In his first public speech since winning the runoff election on Saturday, Muizzu, 45, refrained from mentioning India, the only foreign country having a military presence in the island. At his rally in the island’s capital Male on Monday night, he said, “We will be sending back military forces based in the Maldives according to law, and for sure we will do that accordingly. The people who brought… military forces don’t want to send them back, but the people of the Maldives decided.”

Before outgoing President Ibrahim Mohamed Solih, Abdulla Yameen had brought the Maldives into Beijing’s shadow and borrowed extensively from China for building projects. However, under Solih the nation’s relations with its traditional patron India were adjusted.

Yameen was disqualified from last month’s election due to his criminal corruption conviction.

After winning, Muizzu, Yameen’s proxy, immediately obtained the latter’s release from the high-security Maafushi prison, where he was serving an 11-year prison sentence, and had him placed under house arrest in Male.

Muizzu, who is also the current mayor of Male, dismissed media claims that he will be “pro-China” and stated that he will instead be “pro-Maldives.”

PM Modi stated on social media site X that New Delhi is “committed to strengthening the time-tested India-Maldives bilateral relationship.”

On Monday, China thanked Muizzu and stated that it “respects the choice of the Maldivian people”. “China is willing to work with the Maldives to consolidate the traditional friendship, deepen mutually beneficial cooperation, and push for continuous new progress,” the Chinese foreign ministry said in a statement to AFP.

Muizzu stated that his party’s reelection will “script a further chapter of strong ties between our two countries” in a meeting with Chinese Communist Party leaders last year.

US silent on Muizzu’s announcement

On Tuesday, the US administration remained silent in response to Mohamed Muiz, declaring that he would carry out his campaign pledge and start the process of expelling Indian military personnel.

“This is a matter between the Maldives and India of course. We have never tried to imply one way or the other that any country is required to make any kind of decision about the kinds of exclusionary partnerships that it enters in through its bilateral relationships, whether it be with China or the United States or India or any other country,” said Vedant Patel, the US State Department’s Principal Deputy Spokesperson, at the daily press briefing.
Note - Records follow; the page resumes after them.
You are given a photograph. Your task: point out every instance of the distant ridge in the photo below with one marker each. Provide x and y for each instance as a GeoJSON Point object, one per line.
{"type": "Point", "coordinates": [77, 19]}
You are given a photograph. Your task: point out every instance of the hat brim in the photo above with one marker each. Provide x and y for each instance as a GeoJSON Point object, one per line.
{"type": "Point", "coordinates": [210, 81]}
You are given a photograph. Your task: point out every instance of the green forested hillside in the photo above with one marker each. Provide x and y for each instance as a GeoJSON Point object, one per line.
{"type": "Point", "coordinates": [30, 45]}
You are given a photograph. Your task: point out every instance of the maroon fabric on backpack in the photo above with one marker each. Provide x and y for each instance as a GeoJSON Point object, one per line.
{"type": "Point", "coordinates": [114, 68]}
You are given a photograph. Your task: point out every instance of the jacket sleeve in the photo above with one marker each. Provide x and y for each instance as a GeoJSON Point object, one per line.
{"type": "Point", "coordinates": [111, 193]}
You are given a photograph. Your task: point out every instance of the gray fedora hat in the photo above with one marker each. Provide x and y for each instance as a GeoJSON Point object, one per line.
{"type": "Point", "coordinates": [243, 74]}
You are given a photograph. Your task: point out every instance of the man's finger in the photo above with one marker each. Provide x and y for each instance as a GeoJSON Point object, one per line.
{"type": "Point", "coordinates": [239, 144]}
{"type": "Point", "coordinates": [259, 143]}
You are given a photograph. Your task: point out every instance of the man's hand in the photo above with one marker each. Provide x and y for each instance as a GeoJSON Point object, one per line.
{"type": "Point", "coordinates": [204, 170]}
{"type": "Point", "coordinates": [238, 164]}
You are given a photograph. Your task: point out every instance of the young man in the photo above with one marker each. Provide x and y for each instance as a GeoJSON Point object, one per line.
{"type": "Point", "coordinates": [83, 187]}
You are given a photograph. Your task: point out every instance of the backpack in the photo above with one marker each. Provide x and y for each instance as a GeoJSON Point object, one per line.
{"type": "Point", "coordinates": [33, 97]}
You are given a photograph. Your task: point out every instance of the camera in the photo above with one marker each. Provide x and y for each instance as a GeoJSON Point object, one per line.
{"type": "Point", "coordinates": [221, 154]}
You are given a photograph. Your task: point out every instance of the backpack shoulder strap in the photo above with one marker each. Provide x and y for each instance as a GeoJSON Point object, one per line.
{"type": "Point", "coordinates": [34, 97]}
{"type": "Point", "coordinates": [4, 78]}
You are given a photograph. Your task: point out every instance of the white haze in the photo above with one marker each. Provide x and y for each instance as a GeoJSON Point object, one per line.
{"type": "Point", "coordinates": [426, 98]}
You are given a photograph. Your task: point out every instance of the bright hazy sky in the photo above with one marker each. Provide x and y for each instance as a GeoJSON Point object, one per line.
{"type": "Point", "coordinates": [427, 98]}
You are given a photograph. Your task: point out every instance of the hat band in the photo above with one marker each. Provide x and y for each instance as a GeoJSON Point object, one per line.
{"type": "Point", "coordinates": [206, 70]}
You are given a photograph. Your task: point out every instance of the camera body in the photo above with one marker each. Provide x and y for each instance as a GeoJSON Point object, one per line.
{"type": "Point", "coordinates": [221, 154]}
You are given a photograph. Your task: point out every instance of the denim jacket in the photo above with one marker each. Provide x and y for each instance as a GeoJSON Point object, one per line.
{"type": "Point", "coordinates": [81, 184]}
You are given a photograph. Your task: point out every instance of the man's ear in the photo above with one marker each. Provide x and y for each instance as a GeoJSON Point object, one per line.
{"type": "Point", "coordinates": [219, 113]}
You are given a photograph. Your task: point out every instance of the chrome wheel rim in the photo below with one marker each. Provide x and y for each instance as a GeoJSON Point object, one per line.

Also on Tuesday, the US maintained its stance on the diplomatic dispute between Canada and India over claims made by Canadian Prime Minister Justin Trudeau that New Delhi was responsible for the murder of Canadian Khalistani separatist leader Hardeep Singh Nijjar in British Columbia in June of this year. Washington has been pressuring New Delhi to assist Ottawa in its investigation of Trudeau’s claim.